We also investigated the performance of our approach in terms of scalablity. We recall that the purpose of scalability refers to the ability of a method to be run quickly by handling the evolution regarding the number of items and users.

5.2 Experimental Results

We performed various experiments over the 10 selected subsets by varying each time the number of clusters c. We used c = 2, c = 3, c = 4 and c = 5. For each subset, the results corresponding to the different number of clusters used in the experiments are then averaged. In other words, we compute the MAE and the precision measure for each value of c and we note the overall results. For all our experiments, we used \(\alpha \) = 2, \(\beta \) = 2 and \(\delta ^2\) = 10 as invoked in [16]. Unlike the evidential item-based CF (Evidential IB-CF) [11], the proposed evidential clustering item-based CF (Evidential Clustering IB-CF) relies on items clusters rather than the user-item matrix. Hence, we compare the two CF methods proposed under the BFT in order to evaluate the performance of our approach. Table 4 recapitulates the results of each evidential IB-CF considering different sparsity degrees.

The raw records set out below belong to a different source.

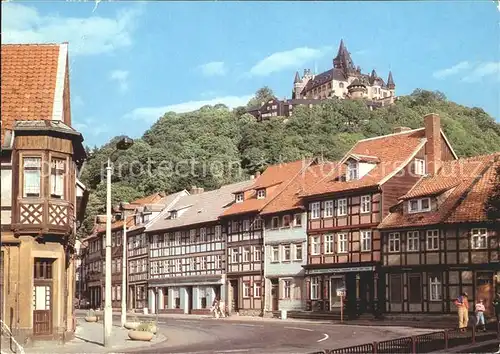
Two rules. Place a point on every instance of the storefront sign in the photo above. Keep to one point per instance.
(340, 270)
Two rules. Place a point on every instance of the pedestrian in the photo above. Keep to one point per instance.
(480, 314)
(496, 305)
(462, 304)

Table 4. Comparison results in terms of MAE and precision

The proposed approach allows an improvement over the standard evidential item-based CF approach [11] by acquiring, in average the lowest error rates over the 10 subsets (0.793 compared to 0.809) as well as the highest overall precision (0.75 compared to 0.733). While the clustering CF proposed in [6] improves the scalability with a worse prediction quality compared to the traditional one, our evidential clustering CF outperforms the standard evidential CF in both cases.

Scalability Performance

We perform the scalability of our approach by varying the sparsity degree. We compare the results to the standard evidential CF as depicted in Fig. 2.

Fig. 2.
figure 2

Elapsed time of evidential clustering CF vs. evidential CF

According to Fig. 2, the elapsed time corresponding to the clustering CF approach is substantially lower than the basic evidential CF. These results are explained by the fact that standard CF methods need to search the closest neighbors to the target item in the whole item space, which leads to huge computing amount.

6 Conclusion

In this paper, we have proposed a new clustering CF approach based on the Evidential C-Means method. Compared to a recent CF method under the belief function theory, elapsed time has been significantly improved, along with better prediction and recommendation performance. As future work, we intend to rely on the different \(bba's\) corresponding to the different clusters rather than the most significant one.